Однако Измайлов представил особое мнение, в котором, в частности, писал: «На что может сослаться или опереться цензор в уставе нам данном, чтобы переменить или запретить критику одного журналиста на другого, критику хотя бы и резкую, но чисто литературную? Говорят, на пункт 70, где запрещается оскорблять честь какого-либо лица. Но честь личная не одно с достоинством литературным, и нанесенное кому-либо неудовольствие, как автору или издателю, не имеет ничего общего с оскорблением человека, как гражданина или как чиновника. А если из критики можно вынести безвыгодное заключение о талантах или ценности осуждаемого писателя, это не касается до цензора; не его дело смотреть на следствия критики и на ученую степень разбираемого сочинителя. Иначе нельзя будет пропустить ни одной критической статьи против литераторов, занимающих государственные места. В самом деле, тот прозаик, но судья, этот поэт, но сенатор; другой журналист, но академик, не смейте же касаться ни того, ни другого….Наконец, может ли какое-либо ученое место требовать, чтобы его члены были недоступны строгому суду литературному под защитою своих имен и своих титулов? И может ли частное осуждение одного из них в литературном отношении падать на целое общество, где он занимает место?
…Когда же подобные рецензии на академиков и государственных людей были доныне терпимы, то…мы не можем действовать сами собою по своему произволу».

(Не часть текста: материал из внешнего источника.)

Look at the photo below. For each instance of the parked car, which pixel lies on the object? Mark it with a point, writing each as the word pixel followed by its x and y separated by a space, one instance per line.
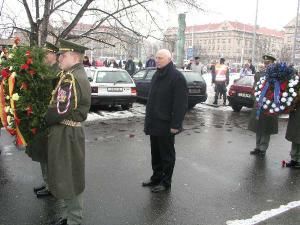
pixel 111 87
pixel 241 93
pixel 196 85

Главное управление цензуры, «соглашаясь в полной мере с мнением г. цензора Измайлова», признало, что выражения, на которыя жаловался Каченовский, «не содержат в себе ничего оскорбительного для его личной чести».
Вскоре в журнале Полевого «Московский телеграф» появилась эпиграмма Пушкина, с прозрачной заменой имени-отчества Михаила Трофимовича Каченовского на «Пахом».
Затем Пушкин изложил всю историю в фельетоне «Отрывок из литературных летописей». Но теперь вместо Глинки журналом Полевого ведал другой цензор, профессор И. М. Снегирев, выступавший ранее в поддержку жалобы своего коллеги по университету.